J’ai mis un peu entre parenthèses le design pendant deux ans en me focalisant plutôt sur l’apprentissage des bases en programmation et le fonctionnement de système type UNIX et GNU/Linux était le système d’exploitation idéal pour cela. Ce fut une véritable redécouverte de l’informatique et à l’occasion de soirées organisées par le Linux User Group de Strasbourg j’ai pu rencontrer des gens tout simplement géniaux pour lesquels j’avais envie de fournir du graphisme et cela en accord avec la philosophie du logiciel libre. Ce ne fut pas une mince affaire. Dans le métier, tout le monde ne jugerait que par Adobe ou Autodesk et honnêtement c’était compréhensible, mais les bases étaient là avec des logiciels comme The GIMP, Inkscape et Blender on avait là tout ce qu’il fallait pour avoir un début de chaine de production graphique, avec ses lacunes certes (notamment pour le print), mais les choses avançaient vite et en faire partie, voir les changements de l’intérieur c’était grisant. De plus nous étions peu nombreux à s’aventurer sur ce chemin. Mon intérêt pour ces sujets et le fait d’être touche-à-tout me donnaient un avantage. J’allais très rapidement être impliqué dans des projets très divers mettant en pratique ce savoir fraichement acquis.

Essayer d’autres approches !

Calaos allait être le projet idéal pour avancer dans cette direction et proposer aux développeurs de cette application domotique (fonctionnant sous un système embarqué type GNU/Linux), un service de design et de conception d’interfaces entièrement ‘’libre’’. C’est-à-dire qu’en plus de participer au développement et d’en comprendre les contraintes j’allais intégrer pour la première fois un design dans une l’application complexe et j’allais également fournir tous les fichiers sources de l’opération. Encore un comportement aux antipodes des pratiques des agences de communication pensant pouvoir garder leurs clients captifs en gardant les sources de ce pour quoi les clients payaient. Je ne pouvais le comprendre, et cette philosophie du ‘’Libre’’ m’allait parfaitement. Je proposais à présent mes prestations en facturant par le biais du portage salarial et mon client pouvait disposer de toute ma production en continuant sur la même esthétique et à l’aide des fichiers sources dans le cas ou notre collaboration devait s’arrêter. J’étais libre, mais eux également.

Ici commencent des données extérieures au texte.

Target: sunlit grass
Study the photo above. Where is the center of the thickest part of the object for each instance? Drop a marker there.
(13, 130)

Savoir faire d’autres choses

Après cette expérience je n’étais plus seulement un graphiste, un designer ou un développeur mais un peu de tout cela. Je n’ai jamais aimé les cases et ne pas être coincé dans l’une d’entre elles était vital car ce qui me motivait alors c’était la réalisation des projets dans leur globalité et pour cela s’il le fallait, j’allais porter plusieurs casquettes.

Ou pas !

Par la suite et après quelques années passées entre portage salarial et auto-entrepreneuriat j’ai eu l’opportunité de travailler dans le jeu vidéo. Un passage rapide une période des plus difficiles. Car j’ai toujours eu envie de participer à la conception d’un jeu, et cela depuis mon enfance, mais je suis tombé dans le piège qu’est celui de se forger une image d’Épinal de ce métier ou tout serait fantastique. De plus j’étais simplement pas bon et pas à ma place. Un rendez-vous manqué que je regrette.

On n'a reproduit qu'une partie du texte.